It is interesting to note the entire Obamacare debate was of concern that government would take over health care and that rates would rise in response. That is exactly what is happening now, but with private insurers at the wheel. But you wouldn't know that by reading the news. Why not?
Members of the boards of directors in our biggest insurance companies are also members of the boards of directors for media companies. I found that from a rather old article that describes the "interlocking directorates" between health insurers and the media and it is rather startling. Given the current wave of consolidation in nearly every industry, it would not surprise me if the practice of interlocking directorates remains as popular now as it was in 2009.

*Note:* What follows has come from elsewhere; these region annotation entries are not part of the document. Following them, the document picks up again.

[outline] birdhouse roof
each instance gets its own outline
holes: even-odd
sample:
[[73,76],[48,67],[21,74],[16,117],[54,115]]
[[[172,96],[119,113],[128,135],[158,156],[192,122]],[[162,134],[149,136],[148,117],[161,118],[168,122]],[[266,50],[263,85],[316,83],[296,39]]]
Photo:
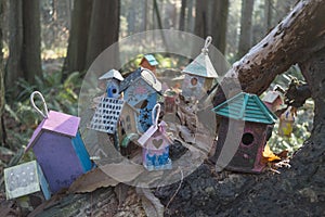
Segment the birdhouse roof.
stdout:
[[120,84],[120,91],[128,89],[135,80],[143,79],[148,86],[151,86],[157,92],[161,91],[161,82],[156,78],[155,74],[150,69],[139,67],[135,72],[129,75]]
[[269,91],[264,97],[263,97],[263,102],[268,103],[273,103],[275,100],[281,99],[280,93],[276,91]]
[[207,53],[202,52],[183,71],[185,74],[197,75],[206,78],[218,78],[218,74]]
[[26,151],[28,151],[37,142],[43,131],[52,131],[67,137],[76,137],[79,123],[80,117],[50,111],[48,118],[44,118],[34,131]]
[[155,59],[155,56],[152,55],[152,54],[145,54],[145,55],[143,56],[143,59],[141,60],[141,63],[143,62],[143,60],[146,60],[151,66],[155,66],[155,65],[158,65],[158,64],[159,64],[159,63],[157,62],[157,60]]
[[274,124],[276,116],[256,94],[240,92],[212,108],[220,116],[245,122]]
[[116,71],[116,69],[110,69],[107,73],[105,73],[104,75],[102,75],[99,79],[100,80],[106,80],[106,79],[110,79],[110,78],[115,78],[117,80],[123,80],[125,78],[121,76],[121,74]]

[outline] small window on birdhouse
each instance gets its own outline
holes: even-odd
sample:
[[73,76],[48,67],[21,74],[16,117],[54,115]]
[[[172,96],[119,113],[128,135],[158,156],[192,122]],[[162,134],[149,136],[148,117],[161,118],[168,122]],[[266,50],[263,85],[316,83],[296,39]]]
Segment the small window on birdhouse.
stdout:
[[191,78],[191,85],[196,86],[197,85],[197,78]]
[[245,145],[249,145],[253,142],[253,136],[250,132],[246,132],[242,137],[242,143]]

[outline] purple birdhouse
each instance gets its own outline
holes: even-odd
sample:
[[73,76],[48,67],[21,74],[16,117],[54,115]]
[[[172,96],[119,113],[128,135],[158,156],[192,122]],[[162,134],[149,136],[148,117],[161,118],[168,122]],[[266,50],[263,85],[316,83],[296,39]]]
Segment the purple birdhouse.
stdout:
[[[34,94],[43,101],[46,115],[34,104]],[[68,188],[75,179],[91,169],[92,164],[78,132],[80,117],[60,112],[47,112],[40,92],[34,92],[30,100],[35,108],[44,117],[34,131],[26,148],[32,149],[49,182],[51,192]]]
[[138,142],[142,149],[142,164],[147,170],[171,169],[171,159],[169,158],[169,146],[172,141],[166,133],[166,123],[158,124],[160,105],[156,104],[153,108],[153,116],[157,108],[156,120],[154,125],[145,131]]

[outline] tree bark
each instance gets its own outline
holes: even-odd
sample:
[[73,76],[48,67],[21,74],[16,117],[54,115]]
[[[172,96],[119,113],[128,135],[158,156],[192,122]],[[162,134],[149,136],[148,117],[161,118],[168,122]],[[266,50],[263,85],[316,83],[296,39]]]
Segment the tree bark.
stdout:
[[23,68],[27,81],[34,82],[35,76],[42,76],[41,38],[40,38],[40,1],[23,1]]
[[226,21],[229,12],[229,0],[213,1],[211,14],[212,44],[224,54],[226,46]]
[[87,47],[87,67],[102,51],[118,40],[119,5],[118,0],[93,1]]
[[242,58],[251,47],[251,16],[253,0],[242,0],[240,35],[238,58]]
[[4,0],[0,0],[0,145],[5,144],[5,131],[4,131],[4,124],[3,124],[3,112],[4,112],[4,67],[3,67],[3,4]]
[[90,30],[92,0],[75,0],[67,55],[64,61],[64,78],[72,72],[87,68],[87,43]]
[[186,0],[182,0],[181,14],[180,14],[180,25],[179,29],[185,29],[185,11],[186,11]]
[[5,66],[5,88],[15,89],[16,79],[23,78],[23,2],[9,1],[9,58]]

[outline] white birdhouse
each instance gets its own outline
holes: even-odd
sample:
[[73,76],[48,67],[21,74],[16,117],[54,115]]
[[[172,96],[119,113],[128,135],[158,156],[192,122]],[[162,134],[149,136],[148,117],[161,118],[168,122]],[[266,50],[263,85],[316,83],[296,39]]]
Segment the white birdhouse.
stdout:
[[185,98],[202,99],[210,90],[213,80],[218,78],[218,74],[208,55],[208,47],[211,40],[210,36],[207,37],[202,53],[182,71],[185,74],[182,95]]

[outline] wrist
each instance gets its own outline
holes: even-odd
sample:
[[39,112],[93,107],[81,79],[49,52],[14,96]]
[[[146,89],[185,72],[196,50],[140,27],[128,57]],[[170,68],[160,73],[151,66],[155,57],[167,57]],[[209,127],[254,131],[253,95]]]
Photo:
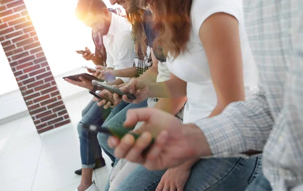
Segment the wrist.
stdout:
[[209,145],[203,132],[193,123],[184,124],[183,128],[184,137],[188,140],[189,148],[194,158],[212,155]]

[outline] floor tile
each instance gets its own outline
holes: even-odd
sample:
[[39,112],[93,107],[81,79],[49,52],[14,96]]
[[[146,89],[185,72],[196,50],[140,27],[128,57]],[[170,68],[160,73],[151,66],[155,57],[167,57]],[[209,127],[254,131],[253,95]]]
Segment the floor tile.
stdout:
[[61,188],[56,191],[75,191],[76,188],[80,184],[80,182],[72,184],[68,186]]
[[99,190],[104,190],[110,173],[111,171],[109,171],[96,176],[96,178]]
[[23,160],[20,158],[19,162],[0,168],[0,185],[6,184],[36,172],[38,160]]
[[74,172],[80,165],[81,159],[78,157],[57,166],[38,169],[32,190],[55,191],[80,182],[81,176]]
[[[3,191],[31,191],[34,175],[25,176],[0,185],[0,190]],[[73,190],[74,191],[74,190]]]

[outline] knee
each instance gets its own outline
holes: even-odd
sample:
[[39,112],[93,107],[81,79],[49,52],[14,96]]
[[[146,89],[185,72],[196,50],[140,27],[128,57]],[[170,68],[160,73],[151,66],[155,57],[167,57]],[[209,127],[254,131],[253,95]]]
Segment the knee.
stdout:
[[100,146],[103,147],[108,147],[107,146],[107,140],[109,139],[109,136],[102,133],[98,133],[97,139]]
[[85,137],[85,135],[87,132],[83,129],[82,124],[81,122],[78,123],[77,125],[77,130],[78,131],[78,134],[79,134],[79,137]]

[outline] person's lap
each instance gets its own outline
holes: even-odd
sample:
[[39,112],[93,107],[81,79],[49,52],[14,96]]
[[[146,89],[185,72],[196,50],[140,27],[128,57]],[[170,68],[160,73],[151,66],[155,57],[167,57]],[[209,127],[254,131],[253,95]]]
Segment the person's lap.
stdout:
[[[97,103],[91,101],[82,110],[82,118],[77,125],[80,142],[80,153],[83,168],[92,168],[94,167],[95,159],[102,157],[101,148],[97,139],[97,133],[89,132],[83,128],[82,124],[102,125],[110,114],[118,113],[128,104],[121,102],[114,111],[111,108],[105,109],[99,107]],[[106,153],[107,151],[104,151]],[[108,155],[110,154],[107,153]],[[114,158],[112,158],[115,161]]]
[[270,183],[263,173],[260,173],[245,191],[271,191],[272,188]]
[[[119,130],[120,131],[128,131],[131,130],[131,129],[126,130],[123,128],[123,123],[126,119],[126,113],[127,112],[127,111],[131,109],[146,107],[147,106],[147,100],[136,104],[131,103],[109,120],[107,120],[104,123],[104,126],[110,129]],[[97,137],[100,146],[113,156],[114,149],[110,148],[107,144],[107,140],[108,140],[109,136],[103,133],[98,133]]]
[[[201,159],[193,166],[184,190],[245,190],[262,170],[262,159],[253,158]],[[166,170],[139,166],[116,190],[155,190]]]

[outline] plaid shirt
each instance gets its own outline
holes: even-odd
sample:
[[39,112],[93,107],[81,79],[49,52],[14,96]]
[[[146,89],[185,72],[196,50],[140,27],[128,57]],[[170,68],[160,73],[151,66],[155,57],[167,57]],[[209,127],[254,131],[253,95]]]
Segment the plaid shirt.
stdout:
[[244,0],[243,9],[259,90],[247,101],[232,103],[221,114],[196,124],[212,157],[263,151],[263,172],[273,190],[301,190],[303,1]]
[[139,58],[138,52],[135,52],[134,54],[134,57],[133,66],[134,67],[137,68],[138,74],[139,76],[141,76],[153,66],[151,46],[148,42],[146,42],[146,51],[143,59]]

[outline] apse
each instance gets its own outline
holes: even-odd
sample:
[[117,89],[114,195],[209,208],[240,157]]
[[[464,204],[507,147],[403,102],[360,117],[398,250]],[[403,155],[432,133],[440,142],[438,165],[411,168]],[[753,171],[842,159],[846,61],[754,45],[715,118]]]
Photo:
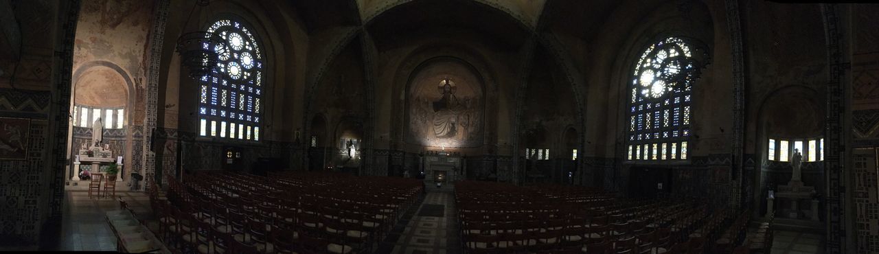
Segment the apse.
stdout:
[[479,73],[462,60],[440,57],[422,63],[408,84],[407,142],[434,148],[482,145],[483,87]]

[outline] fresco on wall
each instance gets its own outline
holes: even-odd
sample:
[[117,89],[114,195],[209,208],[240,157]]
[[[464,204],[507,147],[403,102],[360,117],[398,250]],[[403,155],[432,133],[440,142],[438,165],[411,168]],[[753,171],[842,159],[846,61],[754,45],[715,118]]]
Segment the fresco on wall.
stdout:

I first learned about interlocking directorates from AdBusters, home of "Buy Nothing Day", long before the internet became the norm in our lives. I actually subscribed to their magazine - I know, I'm showing my years. Back then, they crafted a very interesting chart of the interlocking directorates of major corporations between disparate industries. I was fascinated that a member of one board of directors could sit on another. It's a great way to coordinate activities between companies - oh, wait a minute. Isn't that "collusion"? Well, not if you ask the US Attorney General.
For many years insurance companies have been using their ties to the media to clamp down on any news that most Americans might have a favorable view of a single payer plan, you know, that thing that conservatives have been fighting to avoid since President Clinton was in office?
It may well be that private insurers don't mind a single payer plan just so long as it's private, invisible and profitable.